* * *
Учебники и тетрадки с загнутыми листами, со следами ног на них обильно устилают пол класса сельской школы. Стекол в окнах нет, бумаги по полу гоняет холодный ветер. С улицы доносятся звуки гармошки и пьяные крики, изображающие пение.
За соседними партами сидят Рапота и Гуляков в шинелях.
На доске перед ними мелом детским почерком начертано: «Къ чему холодныя сомнѣнья».
Рапота стучит папиросой по парте, дует в мундштук и зажевывает «Садко» в углу рта.
— Иваныч, ты пойми, зла тебе не хочу. Жизнь ребром стоит перед тобой. Или туда, или сюда. Посередке не усидишь. В той стороне — жена, ребенок, служба народу. А вон там — петля или штык в рот, даже пули не обещаю. Выйдешь сейчас без меня один на улицу — и пяти шагов не сделаешь, порвут. Да, ты казацких кровей, но золотопогонник же. Да в орденах весь, а для них они — не доблесть, а отягчение вины перед трудовым народом…

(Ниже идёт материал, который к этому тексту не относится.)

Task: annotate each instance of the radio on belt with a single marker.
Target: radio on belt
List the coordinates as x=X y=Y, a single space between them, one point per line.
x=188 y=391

Рапота придвигается поближе:
— Я тебе больше скажу: сам порой боюсь, хоть и унтер простой. Я же механиком был на ткацкой фабрике до войны, брюки носил, в кинематографе бывал. А у этих — гопоты и пьяни посадской — разговор испокон веку был один: умный — на вилы. С медведем легче договориться, чем с этими…
Гуляков усмехается:
— И ты этому народу меня зовешь служить? Я, Рапота, отбоялся уже, будто не знаешь. Одной кровью с тобой по уши перемазаны. Умирать неохота, конечно, но боялся бы — давно бы гнил под березой где-нибудь. Смерть к страху липнет. Да и не за себя страшно.
— А если за своих душа болит, так чего выкобениваешься? Присяга у него… Ну, вздернут тебя тут вместе с присягой. А кто бабе с младенцем в Москве поможет? Там каждый за себя. Ну, вот так жизнь повернулась! Я тоже за царя жилы рвал, за империю зубами грыз сволоту всякую. Но — всё, нету её, империи! А мы-то есть с тобой. И есть власть, пусть народная, токарная, печная или еще какая. Любая власть от Бога.
Гуляков удивляется:
— Первый раз это слово слышу от тебя. А ты в Него веришь?
— Верю. По-своему. Под Брестом пуля в пряжку ремня угодила, а на Нарочи у гренадера штык отвалился с винтовки прямо на мне. Как не поверить. Но в церковь не пойду.
Гуляков встает из-за парты, прикрывает крышку и спрашивает тихо:
— А ты Георгии свои сберег, Рапота?
Тот подходит к окну, глядит на улицу, где горланит его воинство, и буркает, не оборачиваясь:
— Сберег. В потник зашил. Ну, ладно, пошли уже…
* * *
Гуляков обходит пыхтящий паровоз и оказывается в эпицентре гвалта, состоящего из криков продавцов газет, воплей бабок-мешочниц, рыканья красноармейских патрулей. Гуляков никак не выделяется из общей массы вокзального московского народа образца января 1919 года — в длиннополой шинели, на плече — вещмешок, вот только на голове офицерская фуражка без кокарды.